That’s because, as Bob, Tur was driven and utterly ruthless in his determination to get to the hottest stories first. Initially driving to newsworthy scenes by car, with Bob handling the camera and Marika doing sound, they would invariably find themselves trying to rush to the latest catastrophe or outrage only to be thwarted by heavy traffic on the LA freeway network. Bob’s hair-trigger feistiness led to violent conflicts with cops trying to stop him filming, including one fantastic moment when an exasperated officer gave him a hefty sock on the jaw (Bob: “did you get that on camera?”).
His big brainwave was to acquire a helicopter and soar above the motorway madness, goading Marika – now the camera operator – to lean out of the helicopter as far as possible to get the best footage. Considering she had to conquer her initial fear of heights, she did a spectacular job (pictured below).It seems their relationship was fuelled more by the adrenalin burn of chasing the latest and luridest stories, and beating all the other LA news-hounds to the punch, than by conventional notions of love or romance. Marika described how she was swept along in Bob’s slipstream of do-or-die determination – “I picture him as a blur” – and the fact that they were creating a new style of on-the-fly journalism was thrilling.
The helicopter changed everything. It allowed them to get to stories sometimes before the emergency services, enabling them to catch the breaking wave of the action in often blood-soaked detail. At first they still had to record their footage on tape and deliver it to news outlets, but when their burgeoning success brought them a lucrative deal with KCOP’s News 13 channel, it also gave them a microwave transmitter allowing footage to be fed instantly from the chopper.
Their TV triumphs were countless and included some of the biggest news stories of the last 30 years, not least the 1991 LA riots and the unforgettable police car chase of murder suspect OJ Simpson’s white Ford Bronco. Remembering the latter still galvanises Zoey Tur’s adrenalin glands – “Fuck yes! I went to war and I survived!” Eighty million viewers watched their footage.

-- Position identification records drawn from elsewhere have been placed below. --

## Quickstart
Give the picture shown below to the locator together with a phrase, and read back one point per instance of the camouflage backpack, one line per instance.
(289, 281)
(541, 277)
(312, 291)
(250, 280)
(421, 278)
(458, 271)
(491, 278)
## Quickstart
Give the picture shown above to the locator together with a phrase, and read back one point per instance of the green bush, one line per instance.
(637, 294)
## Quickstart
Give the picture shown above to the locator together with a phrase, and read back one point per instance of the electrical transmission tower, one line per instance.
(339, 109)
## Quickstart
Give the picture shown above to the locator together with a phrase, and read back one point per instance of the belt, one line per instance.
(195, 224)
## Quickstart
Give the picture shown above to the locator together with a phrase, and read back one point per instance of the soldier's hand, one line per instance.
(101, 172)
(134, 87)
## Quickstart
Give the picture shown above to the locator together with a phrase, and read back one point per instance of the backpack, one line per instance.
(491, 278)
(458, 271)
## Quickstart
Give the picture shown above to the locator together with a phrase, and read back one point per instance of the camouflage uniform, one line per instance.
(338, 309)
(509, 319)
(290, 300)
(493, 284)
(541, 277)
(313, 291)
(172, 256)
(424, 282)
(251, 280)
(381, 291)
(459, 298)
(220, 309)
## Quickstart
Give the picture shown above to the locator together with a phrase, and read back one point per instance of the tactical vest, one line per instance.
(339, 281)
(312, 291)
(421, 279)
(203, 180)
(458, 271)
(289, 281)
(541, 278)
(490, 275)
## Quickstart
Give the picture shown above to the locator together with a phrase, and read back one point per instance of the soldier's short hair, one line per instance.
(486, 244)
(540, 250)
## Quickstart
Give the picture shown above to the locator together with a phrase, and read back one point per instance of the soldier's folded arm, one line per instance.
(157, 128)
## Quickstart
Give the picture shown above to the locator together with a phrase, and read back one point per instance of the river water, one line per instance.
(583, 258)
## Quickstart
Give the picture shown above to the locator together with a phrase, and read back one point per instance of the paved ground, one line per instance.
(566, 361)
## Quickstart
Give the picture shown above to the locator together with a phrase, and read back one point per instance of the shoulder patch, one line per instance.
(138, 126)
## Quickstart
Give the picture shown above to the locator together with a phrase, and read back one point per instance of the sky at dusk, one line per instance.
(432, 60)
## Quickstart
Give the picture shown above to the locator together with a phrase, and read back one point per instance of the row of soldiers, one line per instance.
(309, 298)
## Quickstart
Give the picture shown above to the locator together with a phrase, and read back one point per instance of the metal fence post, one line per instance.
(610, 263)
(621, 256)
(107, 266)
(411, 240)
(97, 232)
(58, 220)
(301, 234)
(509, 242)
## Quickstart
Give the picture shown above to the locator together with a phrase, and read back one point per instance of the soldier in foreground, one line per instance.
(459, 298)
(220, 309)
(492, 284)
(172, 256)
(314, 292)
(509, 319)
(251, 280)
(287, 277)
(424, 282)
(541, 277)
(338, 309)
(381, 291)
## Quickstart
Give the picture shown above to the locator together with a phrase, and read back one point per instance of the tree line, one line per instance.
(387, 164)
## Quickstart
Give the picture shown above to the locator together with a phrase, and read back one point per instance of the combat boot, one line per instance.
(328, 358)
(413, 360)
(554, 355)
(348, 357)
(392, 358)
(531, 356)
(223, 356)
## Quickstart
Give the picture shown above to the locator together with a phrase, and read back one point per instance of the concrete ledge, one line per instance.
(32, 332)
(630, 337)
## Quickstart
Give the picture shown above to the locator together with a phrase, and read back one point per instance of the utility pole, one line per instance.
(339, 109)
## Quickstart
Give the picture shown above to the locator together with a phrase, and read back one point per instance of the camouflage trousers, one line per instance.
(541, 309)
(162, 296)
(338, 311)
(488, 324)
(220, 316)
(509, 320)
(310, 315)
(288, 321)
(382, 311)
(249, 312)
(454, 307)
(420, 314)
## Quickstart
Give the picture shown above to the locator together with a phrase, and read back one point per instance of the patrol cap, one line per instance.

But what made Bob a brilliant news-grabber made him a nightmare to work with, constantly abusing and yelling at Marika and never satisfied with even the strongest stores. His euphoria at scoring a big story and getting it on air was fleeting, followed within a few hours by a crushing emotional comedown. His childhood as a punchbag for his angry, abusive father doubtless played its part, and his unacknowledged gender confusion stoked the fire. “Bob had a lot of devil because Bob had a lot of pain,” Zoey reflected sorrowfully.
Marika, at least, seems at peace with herself, able to view her years with Bob with an affectionate but by no means uncritical eye. The ex-couple must surely take pride in the success of their children Katy (now a news anchor at MSNBC) and Jamie, a psychiatrist who speaks insightfully about his parents and his relationship with them. It’s a gripping story, and Matt Yoka tells it with panache.